Zaten onların tek açığında buradan kaçmayı planlıyordum. Dmitri’de bunu hissedip beni bir an olsun gözetmensiz bırakmıyordu.
“Lena lavabo ne tarafta” dedim. Kalabalık beni biraz bunaltmıştı.
“Merdivenlerin altındaki ikinci kapı ” dedi bir elini yanındaki sevgilisinin dövmeli omzuna koyarak. Ayağa kalkıp Dmitri’ye kısaca baktığımda biraz şaşırmıştım. Koltukta Viktoria ile aralarında epey bir mesafe vardı. Üstelik Viktoira’nın yüzü bayağı bir asıktı.
İçimde sevinen bir tarafı yok sayamadım. Buz mavisi gözlerinde hüzünden çok hırs ateşi vardı. Yüksek müzikte dans edenlerin arasından geçip mutfağın önüne geldiğimde Alex’i ve onun yanında olmaktan rahatsızmış gibi duran Anna’yı gördüm. Alex, Anna’nın kolunu tutmuş onu tam yanından gidecekken durdurmuş gibiydi.
“Ya ne izmenyal tebe” Seni aldatmadım.
Alex’in yakarışını bu müzikte bile duymuştum ve şok olmuştum.

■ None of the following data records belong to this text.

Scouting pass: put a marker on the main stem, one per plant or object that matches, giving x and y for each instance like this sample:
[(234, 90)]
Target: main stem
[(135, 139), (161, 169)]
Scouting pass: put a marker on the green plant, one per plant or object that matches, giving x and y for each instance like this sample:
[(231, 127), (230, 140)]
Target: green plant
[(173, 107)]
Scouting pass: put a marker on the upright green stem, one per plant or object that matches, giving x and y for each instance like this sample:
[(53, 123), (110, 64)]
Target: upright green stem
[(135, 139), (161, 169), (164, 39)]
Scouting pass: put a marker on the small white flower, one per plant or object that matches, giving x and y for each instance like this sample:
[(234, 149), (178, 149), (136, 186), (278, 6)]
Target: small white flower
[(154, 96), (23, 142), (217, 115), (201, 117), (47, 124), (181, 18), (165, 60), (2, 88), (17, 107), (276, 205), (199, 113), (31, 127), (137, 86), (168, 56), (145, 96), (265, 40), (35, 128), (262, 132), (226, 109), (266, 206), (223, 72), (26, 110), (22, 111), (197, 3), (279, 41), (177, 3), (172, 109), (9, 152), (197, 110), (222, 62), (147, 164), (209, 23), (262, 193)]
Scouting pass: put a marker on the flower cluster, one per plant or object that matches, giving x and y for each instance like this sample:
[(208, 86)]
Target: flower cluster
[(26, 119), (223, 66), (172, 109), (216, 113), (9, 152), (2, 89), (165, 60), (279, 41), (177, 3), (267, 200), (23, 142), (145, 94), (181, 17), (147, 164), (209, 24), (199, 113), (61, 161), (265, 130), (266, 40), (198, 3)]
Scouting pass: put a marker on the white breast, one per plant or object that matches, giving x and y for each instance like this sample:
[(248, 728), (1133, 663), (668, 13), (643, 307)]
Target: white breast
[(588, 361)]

Ne yani onlar birlikte miydi?
Anna, Alex’e yaklaşıp öfkeyle onun orman yeşili gözlerine baktı.
“Ya znayu, chto vizhu” Ne gördüğümü biliyorum.
Anna ona kızıl saçlarını savurup arkasını döneceği zaman hemen mutfağın önünden hızlıca geçtim. Soldan ikinci kapıyı açarak kendimi lavaboya attım.
Alex gerçekten de kızıl afeti aldatmış mıydı yani?
Alex’in bunu yapacağına aslında şaşırmamam gerekiyordu değil mi sonuçta Kerem’de hayatıma bir nevi beni kullanarak dahil olmuştu insanlara güvenmemem gerektiğini çoktan anlamam gerekiyordu.
Ellerimi ve yüzümü soğuk suya buladıktan sonra özenle onları kuruladım. Aynadaki aksim bana biraz yabancıydı. Boynumdaki kurtsa tek yoldaşımdı. Kendimi asla unutturmayacak tek ayrıntı. Büyükçe yutkunup kendimi loş koridora atmamla sert bir bedene çarpmam bir oldu ben düşmeyeyim diye soğuk eller belimi buldu.
Onun yüzüne baktığımda çarptığım adamın İvan olduğunu görmemle ondan bir adım uzaklaşıp sırtımı koridorun duvarına yasladım. İri bedeninde yayılan alkol kokusu oldukça fazlaydı ve bu benim anında gerilmeme neden olmuştu. Sarhoş adamlarla pek iyi bir anım yoktu.
“Katre neden Dmitri’nin yanındasın” dedi üzerime biraz fazla eğilip. Nefesinden gelen ağır vodka midemi alt üst etti. Ondan daha fazla uzaklaşmak istedim ama arkamdaki duvar ve basık koridor buna hiç yardımcı olmuyordu.
“Uzak dur benden” dedim onu biraz ittirip. Ellerimi onun üzerinde daha fazla durdurmak istemedim. Ellerimi çekeceğim sıra soğuk elleriyle benim bileklerimi tutup bana daha fazla yaklaşmasıyla korkuyla yutkundum.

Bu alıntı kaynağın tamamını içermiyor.